At the highest level, KANs learn activation functions while neural networks learn the weights connecting neurons with static activation functions together.

Here's a diagram representing a minimal KAN:

A diagram representing the architecture of a minimal KAN with two layers.  It shows two inputs labeled IN0 and IN1 which are each connected to two nodes in the first layer.  Each node in the first layer is labeled "B-Spline" and contains a different curve representing its learned activation function.  In turn, of the two pairs of two nodes in the first layer are attached to nodes labeled "+".  This same pattern repeats for the second layer with the "+" nodes taking the place of the "IN" nodes.  Then, all of the b-spline nodes in the second layer are connected to a single "+" node which is in turn connected to an output node labeled "OUT0".

And here's a neural network/multi-layer perceptron with the same number of layers and nodes:

A diagram representing a neural network/multi-layer perceptron.  It shows two inputs, two densely connected hidden layers with 4 neurons each, and a single output node.

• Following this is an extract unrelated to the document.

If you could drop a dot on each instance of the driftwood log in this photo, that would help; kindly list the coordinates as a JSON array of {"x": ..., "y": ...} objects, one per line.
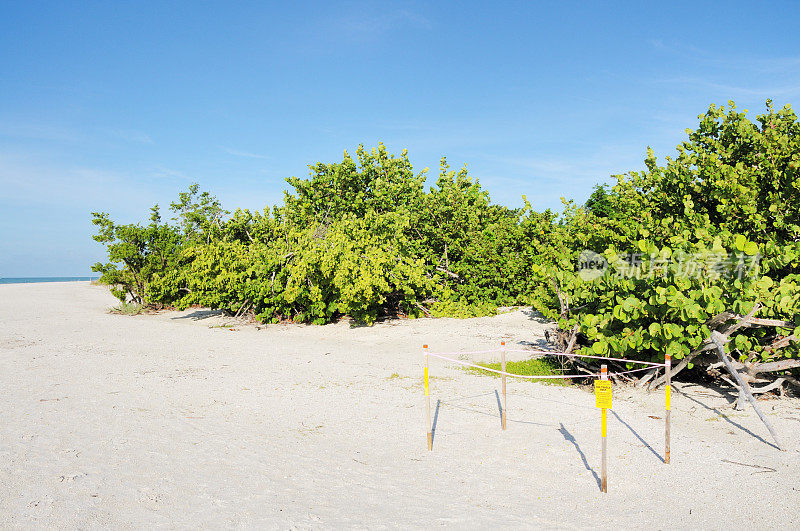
[{"x": 719, "y": 342}]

One big difference to note is that there are far fewer connections between nodes in KANs compared to neural networks/MLPs. KANs move the majority of the learnable parameters into the nodes/activation functions themselves.

B-Splines

The usual choice of learnable activation function used by KANs is the B-Spline.

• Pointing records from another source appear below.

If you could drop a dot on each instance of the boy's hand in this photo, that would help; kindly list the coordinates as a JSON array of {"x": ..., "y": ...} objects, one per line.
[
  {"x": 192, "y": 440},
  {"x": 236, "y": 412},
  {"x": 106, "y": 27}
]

B-splines are fancy little mathematical gizmos which are composed of multiple piecewise n-degree polynomials strung together in such a way that they're continuous at every point. Here's an example:

A plot of a B-spline with 2 knots and order-2 polynomials.  It shows an orange curve that performs 4 zero-crossings and has 3 distinct peaks.

There's a lot of things you can customize with B-splines. You can pick the degree of polynomial used to represent the different grid segments, you can pick the number of knots which determines how many polynomials are strung together, and you can specify the domain/range of the spline however you want.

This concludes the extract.